All reviews are written by Cappies student critics and edited by Cappies adult mentors prior to publishing.
Two lovers. Two gangs. One gun shot. Can the passion of the classic star-crossed lovers withstand the gang rumbles in the graffiti covered streets of New York City? This epic conflict unfolds in Heritage High School’s enthralling production of West Side Story.
A modern take on Shakespeare’s “Romeo and Juliet”, West Side Story is a favorite American musical, with book by Arthur Laurents, music by Leonard Bernstein, lyrics by Stephen Sondheim and original choreography by Jerome Robbins. The classic tale of ill-fated lovers is told in the context of the 1950s gang violence and racial tension that plagued New York City. Replacing the Montagues and the Capulets are two equally ruthless and belligerent street gangs: the Sharks, a collection of Puerto Rican immigrants, and the Jets, a group of Polish-American, working class hoodlums. The protagonist, Tony, a member of the Jets, and Maria, the sister of Bernardo, the leader of the Sharks, fall in love, challenging the stringent social divisions that define life on the West Side streets of New York. Through the lovers’ tragic struggle, West Side Story tackles dark issues of the urban world while paying homage to the romance of Shakespeare.

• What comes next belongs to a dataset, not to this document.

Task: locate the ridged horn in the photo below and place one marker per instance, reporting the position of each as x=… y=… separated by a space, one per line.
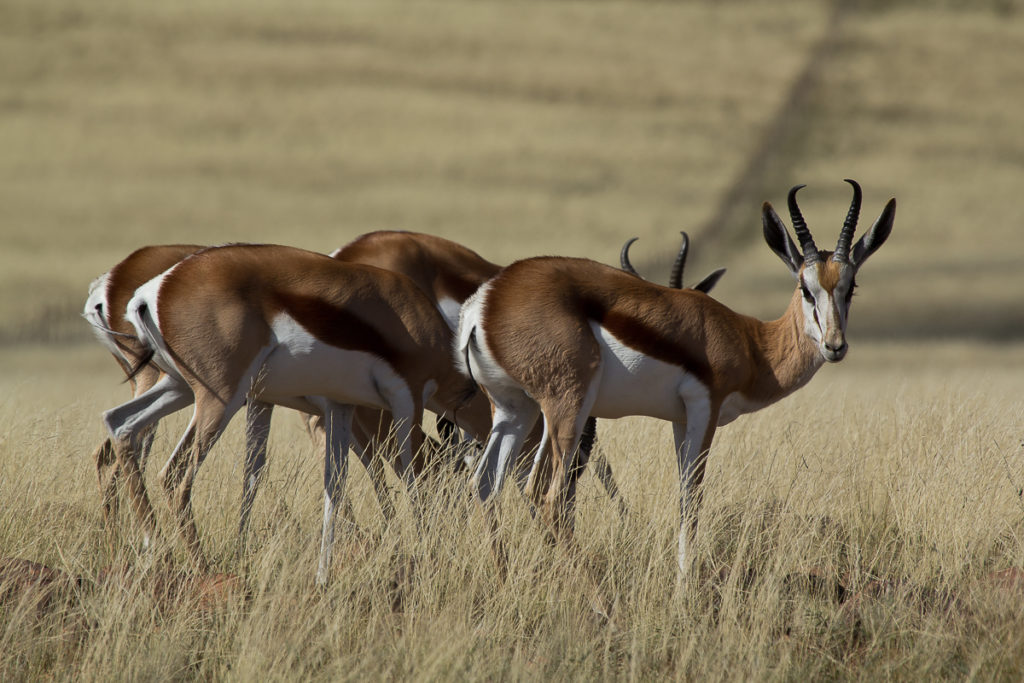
x=676 y=279
x=846 y=235
x=800 y=227
x=624 y=258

As the star-crossed lovers, the genuine passion between Maria Regina (Maria) and Devin Clawson (Tony) created a captivating juxtaposition between their own love and the hatred surrounding them. Their natural chemistry in scenes such as “One Hand, One Heart” made these two a magnetic pair. In a cast lacking in consistent singers, Regina’s pure, soprano voice shone in her solo scenes. As Clawson thrashed around the stage it a fit of rage and frustration after learning of his lover’s death, his emotional crescendo sent chills down the spine.
Every performer in Heritage High School’s supporting cast contributed to the fiery atmosphere of the show. From riveting fight scenes to a salsa dance off, the cast’s enthusiasm was unwavering. Giselle Tirado and Bella Tenaglia’s choreography electrified the already ample energy, though some dance sequences could have been more synchronized. Several supporting actors showed tremendous dedication to their characterization. Becky Schneider, as Maria’s sister in-law Anita, put stupendously sassy spin on her role. She also displayed admirable vocal conviction -- especially in the number “America,” in which she struts around the stage gleefully singing about the perks of living in America. Liam Kittson, as Action, the “class clown” of The Jets gang, sent eruptions of laughter through the audience with his vibrantly animated expressions and deadpan comic delivery. As Kittson and the rest of the Jets rebounded around the stage making fun of a police officer in “Officer Krupke,” their brotherly dynamic illustrated a softer side of the ruthless gang.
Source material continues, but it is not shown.